The error is quite long, and this is the last part of it:
21/22 [===========================>..] - ETA: 0s - loss: 0.7804 - acc: 0.50482020-04-28 17:36:20.771950: W tensorflow/core/common_runtime/base_collective_executor.cc:216] BaseCollectiveExecutor::StartAbort Invalid argument: indices[5,12] = 11086 is not in [0, 11086)
[[{{node embedding/embedding_lookup}}]]
2020-04-28 17:36:20.778527: W tensorflow/core/common_runtime/base_collective_executor.cc:216] BaseCollectiveExecutor::StartAbort Invalid argument: indices[5,12] = 11086 is not in [0, 11086)
[[{{node embedding/embedding_lookup}}]]
[[dense_1_target/_2]]
Traceback (most recent call last):
File "/usr/lib/python3.6/runpy.py", line 193, in _run_module_as_main
"__main__", mod_spec)
File "/usr/lib/python3.6/runpy.py", line 85, in _run_code
exec(code, run_globals)
File "/DIRECTORY2/train.py", line 76, in <module>
Train(args)
File "/DIRECTORY2/train.py", line 28, in __init__
Train.train(params.read(configs))
File "/DIRECTORY2/train.py", line 69, in train
verbose = 1)
File "/DIRECTORY/lib/python3.6/site-packages/tensorflow/python/keras/engine/training.py", line 1433, in fit_generator
steps_name='steps_per_epoch')
File "/DIRECTORY/lib/python3.6/site-packages/tensorflow/python/keras/engine/training_generator.py", line 264, in model_iteration
batch_outs = batch_function(*batch_data)
File "/DIRECTORY/lib/python3.6/site-packages/tensorflow/python/keras/engine/training.py", line 1175, in train_on_batch
outputs = self.train_function(ins) # pylint: disable=not-callable
File "/DIRECTORY/lib/python3.6/site-packages/tensorflow/python/keras/backend.py", line 3443, in __call__
outputs = self._graph_fn(*converted_inputs)
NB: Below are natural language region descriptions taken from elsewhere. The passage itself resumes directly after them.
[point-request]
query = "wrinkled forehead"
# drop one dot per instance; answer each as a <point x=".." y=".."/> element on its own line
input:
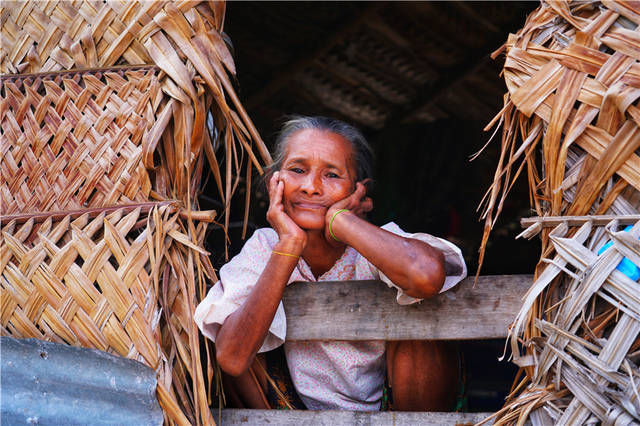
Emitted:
<point x="321" y="145"/>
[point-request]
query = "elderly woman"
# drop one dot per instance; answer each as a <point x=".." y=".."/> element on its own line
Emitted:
<point x="318" y="201"/>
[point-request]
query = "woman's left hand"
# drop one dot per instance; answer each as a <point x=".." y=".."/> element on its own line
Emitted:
<point x="357" y="203"/>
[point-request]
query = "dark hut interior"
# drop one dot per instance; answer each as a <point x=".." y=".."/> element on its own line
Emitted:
<point x="418" y="79"/>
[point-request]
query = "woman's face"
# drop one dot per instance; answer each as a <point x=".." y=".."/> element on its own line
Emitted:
<point x="317" y="171"/>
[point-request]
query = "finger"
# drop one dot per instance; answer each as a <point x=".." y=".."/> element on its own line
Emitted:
<point x="360" y="191"/>
<point x="273" y="184"/>
<point x="366" y="205"/>
<point x="277" y="199"/>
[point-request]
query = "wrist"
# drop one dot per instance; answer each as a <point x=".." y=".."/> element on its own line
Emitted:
<point x="291" y="245"/>
<point x="336" y="219"/>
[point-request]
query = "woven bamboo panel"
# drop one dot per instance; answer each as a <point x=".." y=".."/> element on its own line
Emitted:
<point x="191" y="116"/>
<point x="75" y="140"/>
<point x="97" y="281"/>
<point x="573" y="81"/>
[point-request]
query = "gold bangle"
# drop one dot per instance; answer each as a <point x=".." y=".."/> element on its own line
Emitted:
<point x="285" y="254"/>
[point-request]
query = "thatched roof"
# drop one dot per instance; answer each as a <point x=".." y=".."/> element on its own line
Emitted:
<point x="372" y="63"/>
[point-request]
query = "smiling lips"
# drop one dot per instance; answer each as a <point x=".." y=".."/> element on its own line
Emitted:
<point x="309" y="206"/>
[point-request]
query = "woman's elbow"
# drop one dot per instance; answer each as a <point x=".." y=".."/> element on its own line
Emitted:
<point x="428" y="277"/>
<point x="230" y="363"/>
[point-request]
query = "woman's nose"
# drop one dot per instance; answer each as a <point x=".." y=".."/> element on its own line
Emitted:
<point x="312" y="184"/>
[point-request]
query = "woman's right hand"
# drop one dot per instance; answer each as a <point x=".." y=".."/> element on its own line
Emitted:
<point x="292" y="237"/>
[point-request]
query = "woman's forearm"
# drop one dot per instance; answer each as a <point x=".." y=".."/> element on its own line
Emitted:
<point x="244" y="331"/>
<point x="413" y="265"/>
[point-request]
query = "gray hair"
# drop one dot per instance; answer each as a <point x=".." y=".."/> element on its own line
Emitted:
<point x="363" y="154"/>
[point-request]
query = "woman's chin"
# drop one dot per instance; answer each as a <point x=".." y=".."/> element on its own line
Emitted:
<point x="309" y="222"/>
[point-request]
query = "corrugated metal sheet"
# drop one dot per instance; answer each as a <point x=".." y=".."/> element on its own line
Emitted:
<point x="52" y="384"/>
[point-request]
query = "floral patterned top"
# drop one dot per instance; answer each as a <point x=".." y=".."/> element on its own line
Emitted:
<point x="327" y="375"/>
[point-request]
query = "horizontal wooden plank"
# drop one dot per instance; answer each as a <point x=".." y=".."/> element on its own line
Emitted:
<point x="334" y="418"/>
<point x="367" y="310"/>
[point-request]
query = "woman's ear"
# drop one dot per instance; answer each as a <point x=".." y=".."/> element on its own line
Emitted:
<point x="368" y="185"/>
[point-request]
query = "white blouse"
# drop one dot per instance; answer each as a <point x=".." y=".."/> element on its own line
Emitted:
<point x="327" y="375"/>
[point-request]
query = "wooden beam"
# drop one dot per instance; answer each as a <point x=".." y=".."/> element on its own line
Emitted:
<point x="333" y="418"/>
<point x="553" y="221"/>
<point x="367" y="310"/>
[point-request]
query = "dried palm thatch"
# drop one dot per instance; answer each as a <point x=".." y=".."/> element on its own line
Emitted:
<point x="136" y="125"/>
<point x="573" y="81"/>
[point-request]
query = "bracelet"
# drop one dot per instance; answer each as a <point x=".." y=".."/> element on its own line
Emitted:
<point x="285" y="254"/>
<point x="331" y="223"/>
File "/DIRECTORY/lib/python3.6/site-packages/tensorflow/python/eager/function.py", line 561, in __call__
return self._call_flat(args)
File "/DIRECTORY/lib/python3.6/site-packages/tensorflow/python/eager/function.py", line 660, in _call_flat
outputs = self._inference_function.call(ctx, args)
File "/DIRECTORY/lib/python3.6/site-packages/tensorflow/python/eager/function.py", line 434, in call
ctx=ctx)
File "/DIRECTORY/lib/python3.6/site-packages/tensorflow/python/eager/execute.py", line 67, in quick_execute
six.raise_from(core._status_to_exception(e.code, message), None)
File "<string>", line 3, in raise_from
tensorflow.python.framework.errors_impl.InvalidArgumentError: indices[5,12] = 11086 is not in [0, 11086)
[[{{node embedding/embedding_lookup}}]] [Op:__inference_keras_scratch_graph_3082]
I printed the permission for both folders and it looks that they have the same permission!

Edited (1):
The directory that caused the error was transfered to my linux user using WinSCP program from another windows machine, while the other one (tmp) was created by locally in linux.
Edited (2):
I deleted the directory that caused the error and created the same one locally and the error disapeared!. I'm quite sure that the error is due to directories permissions but I don't know what was the source.